Sarah writes down a four-digit number then multiplies it by four and writes down the resultant five-digit number. She challenges her sister Jenny to identify anything that is special about these numbers. Jenny is up to the challenge as she identifies two things that are special. She sees that as well as both numbers being perfect squares she also recognises that if the five-digit number was treated as being to base 7 it would, if converted to a base 10 number, be the same as the original four- digit number.

What is the four-digit number?

Corrected – see comments below (the upper limit of 100 on the loop was wrongly set much lower)

What an elegant solution!

Thank you for your kind words, John. But, sadly, not so elegant since it was wrong!

• If h = 4n² = (2n)² you only need to consider the even values for i (= 2n).

But, it’s the representation of n² in base 7 that has 5 digits, not the representation of (2n)².

Good point Jim, modified accordingly – an even smaller solution space!.

The teaser says “… if the five-digit number was treated as being to base 7 …”.
This surely refers to $$4.n^2$$, not $$n^2$$?

• No.
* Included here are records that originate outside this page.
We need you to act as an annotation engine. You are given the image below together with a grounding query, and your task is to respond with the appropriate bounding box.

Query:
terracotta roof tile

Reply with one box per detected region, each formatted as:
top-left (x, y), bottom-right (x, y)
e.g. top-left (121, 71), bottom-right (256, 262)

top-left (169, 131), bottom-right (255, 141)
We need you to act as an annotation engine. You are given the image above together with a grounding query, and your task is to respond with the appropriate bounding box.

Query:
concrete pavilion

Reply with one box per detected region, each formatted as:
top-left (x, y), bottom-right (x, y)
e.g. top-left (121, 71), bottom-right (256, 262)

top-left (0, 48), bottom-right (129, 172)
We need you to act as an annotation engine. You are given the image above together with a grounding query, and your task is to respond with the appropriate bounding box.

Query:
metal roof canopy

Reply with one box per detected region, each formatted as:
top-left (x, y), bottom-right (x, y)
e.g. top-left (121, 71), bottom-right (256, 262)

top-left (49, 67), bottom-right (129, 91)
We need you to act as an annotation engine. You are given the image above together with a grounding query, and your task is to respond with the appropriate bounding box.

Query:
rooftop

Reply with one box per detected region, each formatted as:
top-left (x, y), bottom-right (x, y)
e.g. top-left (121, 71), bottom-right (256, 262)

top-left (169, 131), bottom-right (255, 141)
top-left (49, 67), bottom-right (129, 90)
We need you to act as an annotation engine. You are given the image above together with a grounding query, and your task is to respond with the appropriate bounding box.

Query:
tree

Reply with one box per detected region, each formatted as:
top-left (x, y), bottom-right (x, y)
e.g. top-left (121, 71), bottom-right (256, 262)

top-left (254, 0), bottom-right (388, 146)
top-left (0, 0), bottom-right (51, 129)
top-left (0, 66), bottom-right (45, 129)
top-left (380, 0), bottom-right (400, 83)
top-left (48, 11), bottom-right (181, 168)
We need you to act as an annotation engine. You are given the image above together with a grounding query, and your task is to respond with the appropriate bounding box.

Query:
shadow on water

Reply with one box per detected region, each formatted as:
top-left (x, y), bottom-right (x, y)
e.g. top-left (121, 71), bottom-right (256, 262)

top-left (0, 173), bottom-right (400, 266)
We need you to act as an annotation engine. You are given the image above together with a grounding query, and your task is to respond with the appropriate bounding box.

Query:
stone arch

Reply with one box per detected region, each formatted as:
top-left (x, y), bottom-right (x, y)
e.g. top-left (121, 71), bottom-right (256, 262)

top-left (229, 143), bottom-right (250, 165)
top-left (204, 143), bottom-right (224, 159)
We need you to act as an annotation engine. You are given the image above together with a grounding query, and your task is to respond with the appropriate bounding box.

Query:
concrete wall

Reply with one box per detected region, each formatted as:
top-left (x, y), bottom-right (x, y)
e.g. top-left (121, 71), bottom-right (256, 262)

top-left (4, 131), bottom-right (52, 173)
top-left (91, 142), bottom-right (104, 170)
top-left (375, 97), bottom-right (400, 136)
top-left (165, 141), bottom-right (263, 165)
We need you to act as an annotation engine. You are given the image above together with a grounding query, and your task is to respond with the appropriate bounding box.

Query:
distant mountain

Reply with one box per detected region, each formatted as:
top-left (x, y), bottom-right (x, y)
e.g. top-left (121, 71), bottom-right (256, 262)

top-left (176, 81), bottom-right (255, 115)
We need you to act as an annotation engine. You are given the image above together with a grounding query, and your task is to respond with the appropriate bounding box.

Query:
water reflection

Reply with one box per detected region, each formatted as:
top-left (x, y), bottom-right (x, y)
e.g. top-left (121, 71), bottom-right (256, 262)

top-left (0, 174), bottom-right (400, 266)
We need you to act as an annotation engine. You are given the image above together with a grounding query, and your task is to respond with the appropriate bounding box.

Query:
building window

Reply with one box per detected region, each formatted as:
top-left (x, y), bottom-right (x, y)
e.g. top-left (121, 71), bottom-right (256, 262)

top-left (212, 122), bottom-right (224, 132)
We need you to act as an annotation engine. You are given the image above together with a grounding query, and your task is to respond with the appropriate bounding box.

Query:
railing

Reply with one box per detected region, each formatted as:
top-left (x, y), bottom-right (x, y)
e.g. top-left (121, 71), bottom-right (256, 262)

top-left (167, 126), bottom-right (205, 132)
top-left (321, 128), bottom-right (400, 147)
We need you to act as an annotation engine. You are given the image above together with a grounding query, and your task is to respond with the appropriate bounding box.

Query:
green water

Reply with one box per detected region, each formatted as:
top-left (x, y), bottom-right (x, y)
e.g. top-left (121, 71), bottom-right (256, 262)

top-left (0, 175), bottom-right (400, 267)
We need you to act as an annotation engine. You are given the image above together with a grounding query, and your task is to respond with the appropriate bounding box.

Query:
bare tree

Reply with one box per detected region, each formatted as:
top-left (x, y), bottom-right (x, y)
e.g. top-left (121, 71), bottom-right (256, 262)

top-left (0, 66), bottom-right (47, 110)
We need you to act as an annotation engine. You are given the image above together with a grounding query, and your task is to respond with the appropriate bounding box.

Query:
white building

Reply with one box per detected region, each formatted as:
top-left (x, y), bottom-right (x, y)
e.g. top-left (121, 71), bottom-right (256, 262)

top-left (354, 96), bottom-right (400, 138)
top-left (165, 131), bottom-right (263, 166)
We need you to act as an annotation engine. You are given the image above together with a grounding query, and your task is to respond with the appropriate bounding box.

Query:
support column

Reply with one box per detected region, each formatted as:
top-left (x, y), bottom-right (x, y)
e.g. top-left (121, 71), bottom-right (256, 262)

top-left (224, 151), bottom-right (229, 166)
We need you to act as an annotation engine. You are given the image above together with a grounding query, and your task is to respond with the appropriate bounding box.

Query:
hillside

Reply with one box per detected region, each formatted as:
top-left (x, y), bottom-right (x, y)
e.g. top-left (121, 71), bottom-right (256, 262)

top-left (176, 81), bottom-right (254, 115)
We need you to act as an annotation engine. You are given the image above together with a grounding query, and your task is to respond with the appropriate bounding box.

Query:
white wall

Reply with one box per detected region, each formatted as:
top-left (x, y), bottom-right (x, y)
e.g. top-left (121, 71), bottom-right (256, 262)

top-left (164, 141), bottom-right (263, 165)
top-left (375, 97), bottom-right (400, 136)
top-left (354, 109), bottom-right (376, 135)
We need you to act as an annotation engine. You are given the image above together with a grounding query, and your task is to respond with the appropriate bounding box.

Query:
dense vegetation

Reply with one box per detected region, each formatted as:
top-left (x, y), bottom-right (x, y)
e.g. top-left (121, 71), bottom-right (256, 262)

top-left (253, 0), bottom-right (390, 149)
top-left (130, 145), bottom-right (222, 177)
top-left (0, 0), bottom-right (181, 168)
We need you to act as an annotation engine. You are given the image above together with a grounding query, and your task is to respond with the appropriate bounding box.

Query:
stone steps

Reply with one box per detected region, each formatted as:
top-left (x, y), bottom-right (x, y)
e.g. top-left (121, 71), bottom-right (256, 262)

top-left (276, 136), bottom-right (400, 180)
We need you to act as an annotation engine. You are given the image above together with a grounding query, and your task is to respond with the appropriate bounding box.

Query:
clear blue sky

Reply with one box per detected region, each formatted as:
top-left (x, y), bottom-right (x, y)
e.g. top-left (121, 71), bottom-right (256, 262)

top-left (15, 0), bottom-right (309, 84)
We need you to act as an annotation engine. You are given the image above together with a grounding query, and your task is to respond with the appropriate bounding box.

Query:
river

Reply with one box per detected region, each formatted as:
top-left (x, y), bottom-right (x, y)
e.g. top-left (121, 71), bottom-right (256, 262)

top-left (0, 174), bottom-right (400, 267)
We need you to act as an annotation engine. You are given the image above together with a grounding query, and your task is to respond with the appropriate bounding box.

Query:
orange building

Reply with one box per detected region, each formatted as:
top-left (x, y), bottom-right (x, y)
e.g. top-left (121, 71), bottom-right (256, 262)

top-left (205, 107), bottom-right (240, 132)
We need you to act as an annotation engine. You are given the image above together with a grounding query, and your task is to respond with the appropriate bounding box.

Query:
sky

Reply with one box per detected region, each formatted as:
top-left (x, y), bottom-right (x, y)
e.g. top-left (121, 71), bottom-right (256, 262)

There is a string of 5 digits. If it is interpreted as a base 10 number
it gives 4n², if it is interpreted as a base 7 number it gives n².
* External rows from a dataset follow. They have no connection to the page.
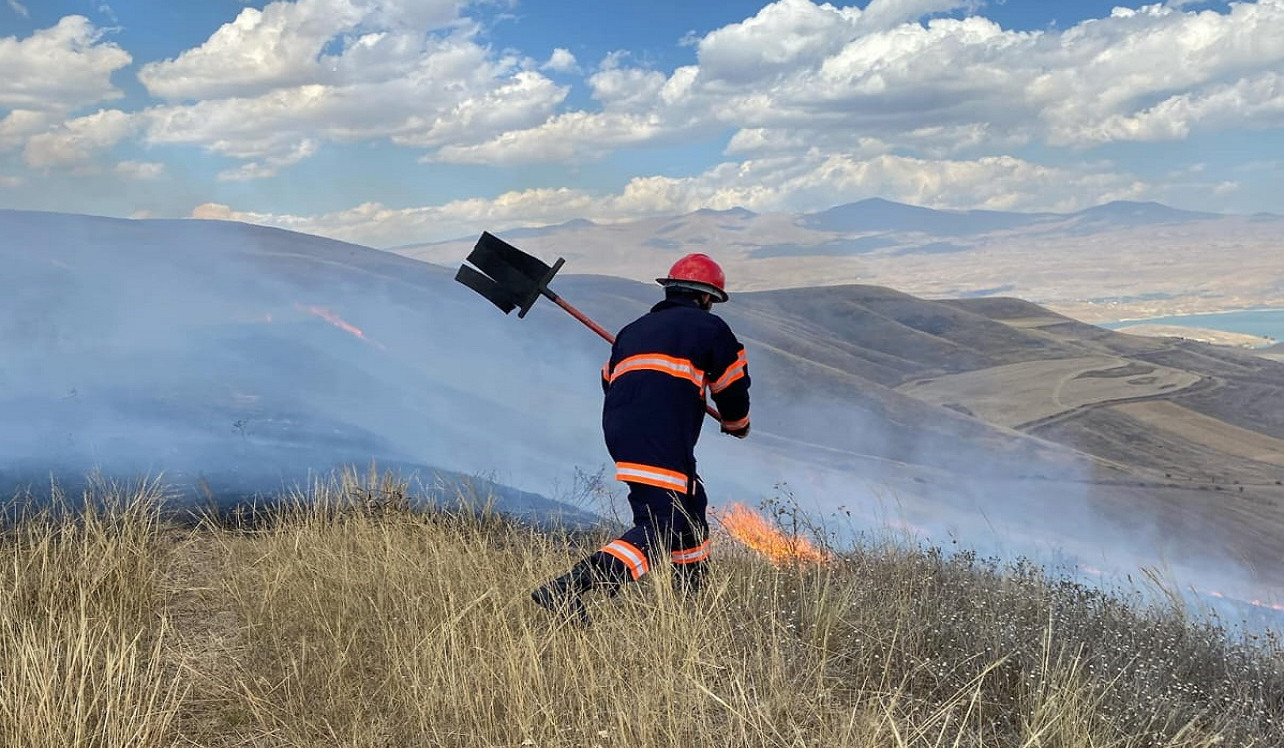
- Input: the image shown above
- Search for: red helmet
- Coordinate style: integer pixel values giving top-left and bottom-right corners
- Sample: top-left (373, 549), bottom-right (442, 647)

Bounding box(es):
top-left (655, 253), bottom-right (727, 302)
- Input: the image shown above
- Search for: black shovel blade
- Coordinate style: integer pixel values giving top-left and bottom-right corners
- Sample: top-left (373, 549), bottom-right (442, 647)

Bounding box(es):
top-left (455, 231), bottom-right (565, 317)
top-left (455, 266), bottom-right (517, 314)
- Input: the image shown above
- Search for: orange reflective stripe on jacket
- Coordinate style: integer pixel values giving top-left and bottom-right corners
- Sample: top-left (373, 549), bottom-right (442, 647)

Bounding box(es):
top-left (602, 540), bottom-right (651, 581)
top-left (602, 353), bottom-right (705, 389)
top-left (709, 349), bottom-right (747, 393)
top-left (615, 462), bottom-right (687, 494)
top-left (670, 540), bottom-right (709, 563)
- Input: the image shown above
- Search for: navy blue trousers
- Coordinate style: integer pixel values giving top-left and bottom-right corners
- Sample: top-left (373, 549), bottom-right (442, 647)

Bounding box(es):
top-left (591, 477), bottom-right (709, 591)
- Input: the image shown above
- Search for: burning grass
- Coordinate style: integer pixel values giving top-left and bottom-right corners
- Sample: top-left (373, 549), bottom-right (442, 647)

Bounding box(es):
top-left (0, 479), bottom-right (1284, 748)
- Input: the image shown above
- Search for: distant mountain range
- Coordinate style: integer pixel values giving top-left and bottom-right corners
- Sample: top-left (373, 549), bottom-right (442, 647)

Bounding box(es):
top-left (392, 199), bottom-right (1284, 321)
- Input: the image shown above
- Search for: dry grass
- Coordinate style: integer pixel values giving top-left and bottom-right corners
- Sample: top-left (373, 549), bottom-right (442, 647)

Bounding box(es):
top-left (0, 476), bottom-right (1284, 748)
For example if n=94, then n² = 8836 and 4n² = 35344.

If we take the 5 digit string “35344” and interpret it as base 10 we get
35344 (which is 4n²), and if we interpret it as base 7 we get 9097.
Which isn’t n², but it’s not that far off.
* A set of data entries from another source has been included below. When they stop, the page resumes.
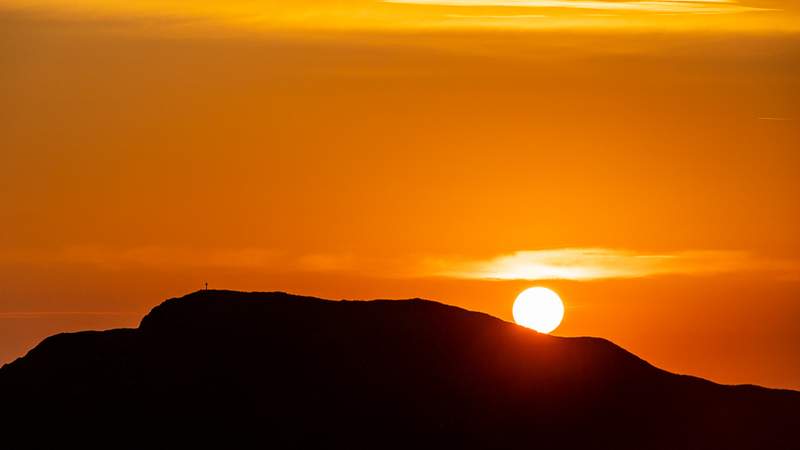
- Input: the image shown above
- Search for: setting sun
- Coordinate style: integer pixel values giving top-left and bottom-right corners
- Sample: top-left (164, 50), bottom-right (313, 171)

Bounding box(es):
top-left (511, 287), bottom-right (564, 333)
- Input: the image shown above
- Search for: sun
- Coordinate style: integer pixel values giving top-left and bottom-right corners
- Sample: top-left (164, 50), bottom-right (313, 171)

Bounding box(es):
top-left (511, 287), bottom-right (564, 333)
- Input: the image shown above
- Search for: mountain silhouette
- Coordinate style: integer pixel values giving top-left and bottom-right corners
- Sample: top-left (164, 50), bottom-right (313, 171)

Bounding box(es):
top-left (0, 290), bottom-right (800, 450)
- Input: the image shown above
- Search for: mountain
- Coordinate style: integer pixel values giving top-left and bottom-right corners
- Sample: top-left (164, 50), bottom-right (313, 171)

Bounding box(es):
top-left (0, 290), bottom-right (800, 450)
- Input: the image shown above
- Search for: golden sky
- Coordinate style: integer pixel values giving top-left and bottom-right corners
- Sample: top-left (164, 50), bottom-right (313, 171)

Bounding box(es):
top-left (0, 0), bottom-right (800, 389)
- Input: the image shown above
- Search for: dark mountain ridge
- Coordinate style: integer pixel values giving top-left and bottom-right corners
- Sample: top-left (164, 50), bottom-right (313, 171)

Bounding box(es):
top-left (0, 291), bottom-right (800, 449)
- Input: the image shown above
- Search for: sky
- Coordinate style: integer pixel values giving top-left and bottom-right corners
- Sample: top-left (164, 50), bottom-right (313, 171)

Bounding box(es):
top-left (0, 0), bottom-right (800, 389)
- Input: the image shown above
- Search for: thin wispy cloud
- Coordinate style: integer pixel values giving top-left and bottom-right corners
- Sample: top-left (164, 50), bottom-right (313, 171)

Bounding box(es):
top-left (384, 0), bottom-right (770, 14)
top-left (0, 246), bottom-right (800, 280)
top-left (428, 248), bottom-right (800, 280)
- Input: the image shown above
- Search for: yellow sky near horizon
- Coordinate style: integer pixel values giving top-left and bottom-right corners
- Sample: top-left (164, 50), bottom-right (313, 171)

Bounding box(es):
top-left (0, 0), bottom-right (800, 389)
top-left (5, 0), bottom-right (800, 32)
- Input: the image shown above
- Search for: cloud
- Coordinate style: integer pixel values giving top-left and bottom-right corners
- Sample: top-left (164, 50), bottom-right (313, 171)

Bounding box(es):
top-left (384, 0), bottom-right (770, 14)
top-left (0, 246), bottom-right (800, 280)
top-left (427, 248), bottom-right (800, 280)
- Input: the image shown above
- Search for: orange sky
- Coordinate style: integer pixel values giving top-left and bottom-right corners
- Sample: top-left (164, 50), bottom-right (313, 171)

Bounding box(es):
top-left (0, 0), bottom-right (800, 389)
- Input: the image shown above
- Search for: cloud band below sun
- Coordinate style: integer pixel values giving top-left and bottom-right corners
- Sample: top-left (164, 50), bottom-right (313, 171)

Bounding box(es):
top-left (384, 0), bottom-right (769, 14)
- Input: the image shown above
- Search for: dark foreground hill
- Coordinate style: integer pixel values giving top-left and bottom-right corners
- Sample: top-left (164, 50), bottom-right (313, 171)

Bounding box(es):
top-left (0, 291), bottom-right (800, 450)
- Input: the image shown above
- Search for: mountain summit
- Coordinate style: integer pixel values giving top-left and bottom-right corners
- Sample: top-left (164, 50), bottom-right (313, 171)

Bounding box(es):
top-left (0, 290), bottom-right (800, 450)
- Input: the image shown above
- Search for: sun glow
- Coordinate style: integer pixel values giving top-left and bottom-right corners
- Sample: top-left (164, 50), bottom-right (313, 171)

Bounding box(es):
top-left (511, 287), bottom-right (564, 333)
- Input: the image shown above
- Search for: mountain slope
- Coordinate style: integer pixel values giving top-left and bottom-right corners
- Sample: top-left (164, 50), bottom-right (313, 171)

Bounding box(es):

At no point do we need to consider the base 7 representation of 35344
(which would be “205021”).

Sorry Jim, I missed your point first time round.

Hi Brian

I do not understand why your range for i is (100, 121) ie checking values of h only up to 14400.

Just considering h as 4 x (a 4 digit square) gives highest possible value 4 x 9801 = 39204 which seems to demand range (100, 199).

Obviously considering base 7 gives max h = 36666 (and so 36100) but this still needs (100, 191).

The maximum 5 digit number in base 7 is $$6.7^4$$ which is 14406, less than $$121^2$$.

The maximum 5 digit number in base 7 is 66666.

thanks, corrected now.

base 7 conversion (manual method):

5 digit number is a b c d e

converted value = a*2401 + b*343 + c*49 + d*7 + e

Hi Robert
If I knew of a built-in routine for converting from base 7, I would gladly have used it. Because I don’t, my function “to7” (should have been named “from7”) above, uses exactly the manual procedure you describe. To establish 2401, 343, 49, 7, 1, it uses 7^e and lets e loop 0-4 (and sums the terms).
A weakness with my programme though, is perhaps that it does not filter out numbers containing digits larger than six, like Brian’s. (My semi-manual spreadsheet and pencil-solution of course did that.) In my programme I only got it to work through a very clumsy construction that doubled the amount of code. When I discovered that it did not affect the solution, I simply removed it (without analysing if that could be defended for the more general case..)